Re: [PATCH] thermal: core: Add a back up thermal shutdown mechanism
From: Zhang Rui
Date: Wed Apr 12 2017 - 04:26:28 EST
On Wed, 2017-04-12 at 13:25 +0530, Keerthy wrote:
>
> On Wednesday 12 April 2017 09:35 AM, Eduardo Valentin wrote:
> >
> > Keerthy,
> >
> > On Wed, Apr 12, 2017 at 09:09:36AM +0530, Keerthy wrote:
> > >
> > >
> > >
> > > On Wednesday 12 April 2017 08:50 AM, Zhang Rui wrote:
> > > >
> > > > On Wed, 2017-04-12 at 08:19 +0530, Keerthy wrote:
> > > > >
> > > > >
> > > > > On Tuesday 11 April 2017 10:59 PM, Eduardo Valentin wrote:
> > > > > >
> > > > > >
> > > > > > Hey,
> > > > > >
> > > > > > On Fri, Mar 31, 2017 at 12:00:20PM +0530, Keerthy wrote:
> > > > > > >
> > > > > > >
> > > > > > > off).
> > <cut>
> >
> > >
> > > >
> > > > >
> > > > > >
> > > > > > OK... This seams to me, still a corner case supposed to be
> > > > > > fixed at
> > > > > > orderly_power_off, not at thermal. But..
> > > > > >
> > ^^^ Then again, this must be fixed not at thermal core. And re-
> > reading
> > the history of this thread, this seams to be really something
> > broken at
> > OMAP/DRA7, as mentioned in previous messages. That is probably why
> > you
> > are pushing for pm_power_off(), which seams to be the one that
> > works for
> > you, pulling the plug correctly (DRA7).
> Zhang/Eduardo,
>
> OMAP5/DRA7 is one case.
>
> I believe i this is the root cause of this failure.
>
> thermal_zone_device_check --> thermal_zone_device_update -->
> handle_thermal_trip --> handle_critical_trips --> orderly_poweroff
>
> The above sequence happens every 250/500 mS based on the
> configuration.
> The orderly_poweroff function is getting called every 250/500 mS and
> i
> see with a full fledged nfs file system it takes at least 5-10
> Seconds
> to shutdown and during that time we bombard with orderly_poweroff
> calls
> multiple times due to the thermal_zone_device_check triggering
> periodically.
>
> To confirm that i made sure that handle_critical_trips calls
> orderly_poweroff only once and i no longer see the failure on DRA72-
> EVM
> board.
>
Nice catch!
> So IMHO once we get to handle_critical_trips case where we do
> orderly_poweroff we need to do the following:
>
> 1) Make sure that orderly_poweroff is called only once.
agreed.
> 2) Cancel all the scheduled work queues to monitor the temperature as
> we have already reached a point of shutting down the system.
>
agreed.
now I think we've found the root cause of the problem.

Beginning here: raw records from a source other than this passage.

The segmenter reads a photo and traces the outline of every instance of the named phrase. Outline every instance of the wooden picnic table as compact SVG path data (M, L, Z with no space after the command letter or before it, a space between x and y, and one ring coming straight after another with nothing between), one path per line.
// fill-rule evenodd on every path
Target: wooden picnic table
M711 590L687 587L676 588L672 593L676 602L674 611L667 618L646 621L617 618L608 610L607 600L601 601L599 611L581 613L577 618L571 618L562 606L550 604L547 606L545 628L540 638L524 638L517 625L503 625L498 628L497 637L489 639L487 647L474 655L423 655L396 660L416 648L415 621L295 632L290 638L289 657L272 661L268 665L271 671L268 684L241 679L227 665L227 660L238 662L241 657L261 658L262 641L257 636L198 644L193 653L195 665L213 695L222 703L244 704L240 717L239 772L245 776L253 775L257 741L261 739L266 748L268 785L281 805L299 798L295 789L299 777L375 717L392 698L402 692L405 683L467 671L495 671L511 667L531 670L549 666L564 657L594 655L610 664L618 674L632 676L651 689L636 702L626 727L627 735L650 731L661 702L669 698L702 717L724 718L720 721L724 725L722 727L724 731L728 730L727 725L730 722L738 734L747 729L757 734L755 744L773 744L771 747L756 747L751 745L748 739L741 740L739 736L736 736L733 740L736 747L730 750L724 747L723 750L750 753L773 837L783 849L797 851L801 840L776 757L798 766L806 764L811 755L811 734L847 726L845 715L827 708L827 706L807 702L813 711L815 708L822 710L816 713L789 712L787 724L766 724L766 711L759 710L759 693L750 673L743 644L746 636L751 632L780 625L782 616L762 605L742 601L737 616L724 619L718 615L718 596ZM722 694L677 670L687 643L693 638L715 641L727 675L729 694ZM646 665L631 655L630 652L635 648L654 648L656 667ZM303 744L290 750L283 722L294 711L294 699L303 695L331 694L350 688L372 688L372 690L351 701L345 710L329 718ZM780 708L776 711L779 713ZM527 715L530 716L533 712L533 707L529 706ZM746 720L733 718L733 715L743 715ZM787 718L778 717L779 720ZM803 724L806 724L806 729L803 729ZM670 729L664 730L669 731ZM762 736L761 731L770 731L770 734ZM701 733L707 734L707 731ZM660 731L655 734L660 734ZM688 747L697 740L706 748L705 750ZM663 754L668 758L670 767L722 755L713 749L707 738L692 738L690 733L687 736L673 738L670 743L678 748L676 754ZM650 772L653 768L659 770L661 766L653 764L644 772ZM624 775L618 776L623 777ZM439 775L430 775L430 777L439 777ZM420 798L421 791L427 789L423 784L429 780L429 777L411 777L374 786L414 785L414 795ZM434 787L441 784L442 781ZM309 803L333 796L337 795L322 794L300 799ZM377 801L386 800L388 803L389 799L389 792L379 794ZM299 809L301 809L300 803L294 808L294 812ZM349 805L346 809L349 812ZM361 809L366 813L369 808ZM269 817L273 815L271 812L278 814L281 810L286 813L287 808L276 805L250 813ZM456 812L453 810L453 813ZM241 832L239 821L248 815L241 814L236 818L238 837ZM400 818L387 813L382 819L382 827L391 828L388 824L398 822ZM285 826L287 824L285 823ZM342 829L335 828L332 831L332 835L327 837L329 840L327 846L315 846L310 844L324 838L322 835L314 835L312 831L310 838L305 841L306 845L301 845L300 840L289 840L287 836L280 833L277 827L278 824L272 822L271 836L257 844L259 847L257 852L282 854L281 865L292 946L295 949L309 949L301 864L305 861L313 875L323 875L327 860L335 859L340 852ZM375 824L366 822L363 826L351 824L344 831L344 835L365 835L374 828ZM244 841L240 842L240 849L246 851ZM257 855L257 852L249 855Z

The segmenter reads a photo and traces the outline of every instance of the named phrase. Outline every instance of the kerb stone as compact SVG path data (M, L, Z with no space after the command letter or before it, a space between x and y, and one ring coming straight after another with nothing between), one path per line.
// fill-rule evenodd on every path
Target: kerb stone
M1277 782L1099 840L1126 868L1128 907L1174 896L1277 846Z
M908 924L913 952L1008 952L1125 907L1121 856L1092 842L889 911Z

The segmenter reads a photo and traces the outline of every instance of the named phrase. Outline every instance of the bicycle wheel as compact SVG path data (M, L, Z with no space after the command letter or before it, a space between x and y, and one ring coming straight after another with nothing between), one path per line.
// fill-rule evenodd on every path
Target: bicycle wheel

orderly_poweroff() is notÂreenterable and it does not have to be.
If we're using orderly_poweroff() for emergency power off, we have to
use it correctly.
will you generate a patch to do this?
thanks,
rui
> Let me know your thoughts on this.
>
> Best Regards,
> Keerthy
> >
> >
> > >
> > > >
> > > > >
> > > > > >
> > > > > > >
> > > > > > >
> > > > > > >
> > > > > > > However, there is no clean way of detecting such failure
> > > > > > > of
> > > > > > > userspace
> > > > > > > powering off the system. In such scenarios, it is
> > > > > > > necessary for a
> > > > > > > backup
> > > > > > > workqueue to be able to force a shutdown of the system
> > > > > > > when
> > > > > > > orderly
> > > > > > > shutdown is not successful after a configurable time
> > > > > > > period.
> > > > > > >
> > > > > > Given that system running hot is a thermal issue, I guess
> > > > > > we care
> > > > > > more
> > > > > > on this matter then..
> > > > > Yes!
> > > > >
> > > > I just read this thread again https://patchwork.kernel.org/patc
> > > > h/802458
> > > > 1/ to recall the previous discussion.
> > > >
> > > > https://patchwork.kernel.org/patch/8149891/
> > > > https://patchwork.kernel.org/patch/8149861/
> > > > should be the solution made based on Ingo' suggestion, right?
> > > >
> > > > And to me, this sounds like the right direction to go, thermal
> > > > does not
> > > > need a back up shutdown solution, it just needs a kernel
> > > > function call
> > > > which guarantees the system can be shutdown/reboot immediately.
> > > >
> > > > is there any reason that patch 1/2 is not accepted?
> > > Zhang,
> > >
> > > http://www.serverphorums.com/read.php?12,1400964
> > >
> > > I got a NAK from Alan and was given this direction on a
> > > thermal_poweroff
> > > which is more or less what is done in this patch.
> > >
> >
> > Actually, Alan's suggestion is more for you to define a
> > thermal_poweroff() that can be defined per architecture.
> >
> > Also, please, keep track of your patch versions and also do copy
> > everybody who has stated their opinion on previous discussions.
> > These
> > patches must have Ingo, Alan, and RMK copied too. In this way we
> > avoid
> > loosing track of what has been suggested and we also converge
> > faster to
> > something everybody (or most of us) agree. Next version, please,
> > fix
> > that.
> >
> >
> > To me, thermal core needs a function that simply powers off the
> > system.
> > No timeouts, delayed works, backups, etc. Simple and straight.
> >
> > The idea of having a per architecture implementation, as per Alan's
> > suggestion, makes sense to me too. Having something different from
> > pm_power_off(), specific to thermal, might also give the
> > opportunity to
> > save the power off reason.
> >
> > BR,
> >
> > Eduardo Valentin
> >